Wheat farmers and scientists at a recent summit hosted by the Mexico-based International Maize and Wheat Improvement Center (CIMMYT ) have been examining outbreaks of different strains of wheat stem rust in the two countries to identify any similarities.
In Germany “the occurrence of stem rust was favored by a period of unusually high temperatures… and an unusually late development of the wheat crop due to cold spring and early summer temperatures,” explained Kerstin Flath, senior scientist at Germany’s Federal Research Center for Cultivated Plants at the Julius Kuehn-Institut. The outbreak occurred in June in central Germany, a mainly wheat producing area, and was the first in the country in several decades.

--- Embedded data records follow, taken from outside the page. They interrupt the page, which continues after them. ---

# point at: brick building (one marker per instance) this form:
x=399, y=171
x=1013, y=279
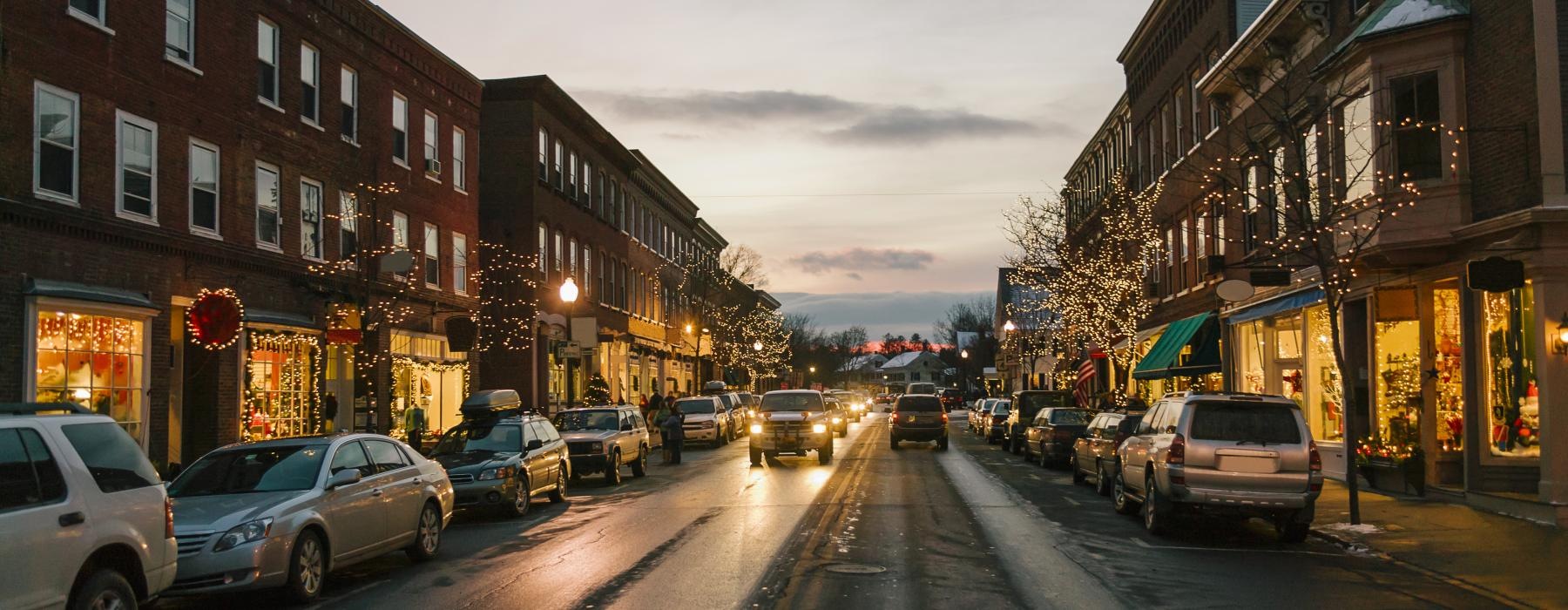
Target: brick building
x=168, y=148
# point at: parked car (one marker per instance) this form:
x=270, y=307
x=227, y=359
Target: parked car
x=1095, y=452
x=791, y=422
x=501, y=457
x=706, y=421
x=1222, y=453
x=1052, y=433
x=917, y=417
x=996, y=421
x=1027, y=403
x=289, y=512
x=604, y=439
x=84, y=518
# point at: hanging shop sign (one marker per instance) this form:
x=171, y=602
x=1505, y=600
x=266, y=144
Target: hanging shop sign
x=342, y=323
x=215, y=319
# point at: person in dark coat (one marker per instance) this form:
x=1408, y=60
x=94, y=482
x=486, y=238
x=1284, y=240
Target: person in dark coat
x=674, y=435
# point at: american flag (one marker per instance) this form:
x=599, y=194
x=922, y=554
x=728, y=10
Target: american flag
x=1085, y=386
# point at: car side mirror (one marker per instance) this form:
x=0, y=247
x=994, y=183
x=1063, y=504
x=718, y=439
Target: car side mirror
x=344, y=477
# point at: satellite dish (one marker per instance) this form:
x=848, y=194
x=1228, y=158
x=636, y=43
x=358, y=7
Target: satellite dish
x=397, y=262
x=1234, y=290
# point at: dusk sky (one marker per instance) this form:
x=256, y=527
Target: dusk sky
x=821, y=132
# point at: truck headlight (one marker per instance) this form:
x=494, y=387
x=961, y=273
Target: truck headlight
x=242, y=533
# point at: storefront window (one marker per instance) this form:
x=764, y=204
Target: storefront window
x=1324, y=386
x=1448, y=363
x=93, y=361
x=1397, y=378
x=281, y=396
x=1513, y=408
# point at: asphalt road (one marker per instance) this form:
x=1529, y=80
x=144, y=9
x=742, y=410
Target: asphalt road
x=877, y=529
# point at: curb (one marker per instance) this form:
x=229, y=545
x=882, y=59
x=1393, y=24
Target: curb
x=1362, y=547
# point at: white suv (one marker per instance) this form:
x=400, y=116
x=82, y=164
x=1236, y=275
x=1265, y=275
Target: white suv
x=84, y=515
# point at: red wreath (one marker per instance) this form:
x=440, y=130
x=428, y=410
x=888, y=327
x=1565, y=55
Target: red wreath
x=215, y=319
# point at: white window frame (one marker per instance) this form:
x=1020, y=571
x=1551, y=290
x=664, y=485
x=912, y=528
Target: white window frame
x=274, y=102
x=348, y=78
x=121, y=119
x=217, y=193
x=321, y=219
x=460, y=160
x=400, y=157
x=190, y=37
x=280, y=211
x=460, y=264
x=76, y=145
x=314, y=72
x=431, y=254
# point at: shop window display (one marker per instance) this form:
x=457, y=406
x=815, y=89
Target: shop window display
x=94, y=361
x=1509, y=374
x=281, y=394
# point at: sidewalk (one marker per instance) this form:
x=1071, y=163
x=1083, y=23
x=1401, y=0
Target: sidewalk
x=1515, y=560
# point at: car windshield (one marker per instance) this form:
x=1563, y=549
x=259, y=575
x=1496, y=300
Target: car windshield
x=919, y=403
x=792, y=402
x=695, y=406
x=1246, y=422
x=502, y=437
x=588, y=421
x=1071, y=416
x=251, y=471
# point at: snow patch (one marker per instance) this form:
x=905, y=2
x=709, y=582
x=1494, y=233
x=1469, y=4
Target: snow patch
x=1411, y=13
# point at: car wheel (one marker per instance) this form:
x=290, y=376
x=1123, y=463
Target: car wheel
x=104, y=590
x=640, y=464
x=519, y=500
x=1101, y=480
x=1156, y=516
x=427, y=539
x=306, y=568
x=1119, y=496
x=558, y=494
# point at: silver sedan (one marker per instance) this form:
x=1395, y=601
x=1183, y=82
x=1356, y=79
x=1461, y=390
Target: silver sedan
x=281, y=513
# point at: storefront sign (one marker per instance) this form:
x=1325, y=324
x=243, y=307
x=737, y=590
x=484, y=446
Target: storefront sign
x=215, y=319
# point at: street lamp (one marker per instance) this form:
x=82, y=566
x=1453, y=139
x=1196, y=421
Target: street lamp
x=570, y=297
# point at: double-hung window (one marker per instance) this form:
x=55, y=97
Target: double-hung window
x=267, y=62
x=431, y=256
x=348, y=94
x=179, y=30
x=267, y=206
x=460, y=264
x=400, y=129
x=139, y=166
x=204, y=188
x=460, y=160
x=309, y=85
x=347, y=227
x=311, y=219
x=55, y=123
x=431, y=146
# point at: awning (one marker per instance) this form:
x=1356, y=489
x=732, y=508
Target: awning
x=1275, y=306
x=1166, y=358
x=82, y=292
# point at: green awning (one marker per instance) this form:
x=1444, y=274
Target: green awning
x=1166, y=358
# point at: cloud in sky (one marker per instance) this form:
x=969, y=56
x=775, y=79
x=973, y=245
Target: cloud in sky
x=855, y=123
x=862, y=259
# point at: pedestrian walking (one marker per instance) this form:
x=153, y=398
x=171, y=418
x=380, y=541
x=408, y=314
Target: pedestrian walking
x=674, y=435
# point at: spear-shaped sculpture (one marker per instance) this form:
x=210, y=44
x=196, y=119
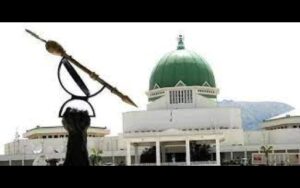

Scientists noted that the rust came so late that even the fungicides sprayed earlier to prevent leaf rust epidemics proved ineffective.
Then in November 2013 the disease struck a popular variety of wheat in Ethiopia called digalu, used to make bread, said Bekele Abeyo, a senior scientist and wheat breeder at CIMMYT.
What was particularly disconcerting for the scientists was that digalu had been bred with inherent resistance to certain strains of stem rust and another wheat disease called “yellow rust” or “stripe”.
The fact that the fungus has been rapidly mutating has prompted scientists to study the two cases with a view to helping with the preparation of new wheat varieties.
David Hodson, a senior scientist with the Global Cereal Rust Monitoring Program at CIMMYT, says the analysis presented on the German outbreak showed “there were some clear specific differences between the races present in Germany compared to Ethiopia, although the races were similar and fitted into the same race group.”
Fungicides are the first line of defense, but a longer term solution is replacing the world's entire wheat varieties with those that contain several minor rust-resistant genes, which are pooled together to counter the infection, giving them an edge over single rust-resistant genes in combating various mutated variants of the fungus. Digalu contains single rust-resistant genes.
There are 20 new stem-rust-resistant varieties of wheat available. But getting the new seeds to farmers has been a problem, mainly due to poor distribution networks and cost.